Papapetrou and Vourliotakis have anchored the starting unit and filled the box scores: Vourliotakis is fourth in points, second in rebounds and third in assists, while Papapetrou is sixth in scoring, third in rebounding and first in assists.

Their on-court chemistry and off-court friendship began seven years ago in Greece when both were called to practice with the Greek youth national team, and grew when they were teammates on the club team Greek One. They came to the United States four years ago, both attending prep school at Maine Central Institute.

When choosing colleges, Papapetrou went to Ranger, where last year he helped guide the program to its first conference title in 43 years. Vourliotakis went straight to Franklin Pierce.

Chadbourne said he has a good contact in Greece, but it’s the international players who have positive experiences at Franklin Pierce that recruit for him. Players have come to Franklin Pierce from Lithuania, England and Canada.

“Once you get a player from a certain country or a certain area and they have a good experience, they’ll recruit for you,” Chadbourne said. “They’ll help go get another one.”

Vourliotakis did just that. Though they originally went to different colleges, Papapetrou and Vourliotakis continued to talk on Skype and on the phone. When an opportunity came up for Papapetrou to transfer, Franklin Pierce seemed like the right fit.
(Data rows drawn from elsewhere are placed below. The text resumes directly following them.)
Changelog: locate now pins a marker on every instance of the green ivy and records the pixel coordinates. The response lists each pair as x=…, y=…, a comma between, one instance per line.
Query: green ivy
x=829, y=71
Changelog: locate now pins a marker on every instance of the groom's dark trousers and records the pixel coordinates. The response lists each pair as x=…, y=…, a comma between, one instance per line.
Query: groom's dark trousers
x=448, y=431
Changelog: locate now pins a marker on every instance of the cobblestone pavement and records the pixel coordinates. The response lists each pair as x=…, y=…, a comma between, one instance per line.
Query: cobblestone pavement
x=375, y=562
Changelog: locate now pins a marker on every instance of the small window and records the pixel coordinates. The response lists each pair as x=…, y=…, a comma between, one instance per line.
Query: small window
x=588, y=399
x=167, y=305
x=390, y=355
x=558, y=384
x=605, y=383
As a child in the stands, Papapetrou watched his father Argiris, a Greek star and 11-year player for the Greek national team. Papapetrou said Europeans play more tactically than Americans, with players in all positions able to shoot and dribble. He also said European scouting is better.

At the same time, he said Americans are more physically dominant and every man on the roster is capable of guarding a starter, whereas in Europe rotations are only eight to nine players deep.

Vourliotakis agreed.

“That’s why we’re successful,” Vourliotakis said. “We combine those two things: the athletic ability and the skills and higher IQ.”

Paul Dick, a native of Belfast, Northern Ireland, rooms with the Greek players.

“It’s pretty nice to have the opportunity to take the sport more seriously than you can take it in Ireland,” Dick said. “The competition level is obviously a lot more intense, so it makes it that much better.”

Franklin Pierce’s four European players double the two it has from its home state of New Hampshire. It’s because of their contributions and cohesion with their American teammates that the Ravens are in third place in the Northeast-10 Conference and are poised for another postseason run.

As for the future of the team’s international recruiting, said Chadbourne: “It’s something that is certainly part of our game plan.”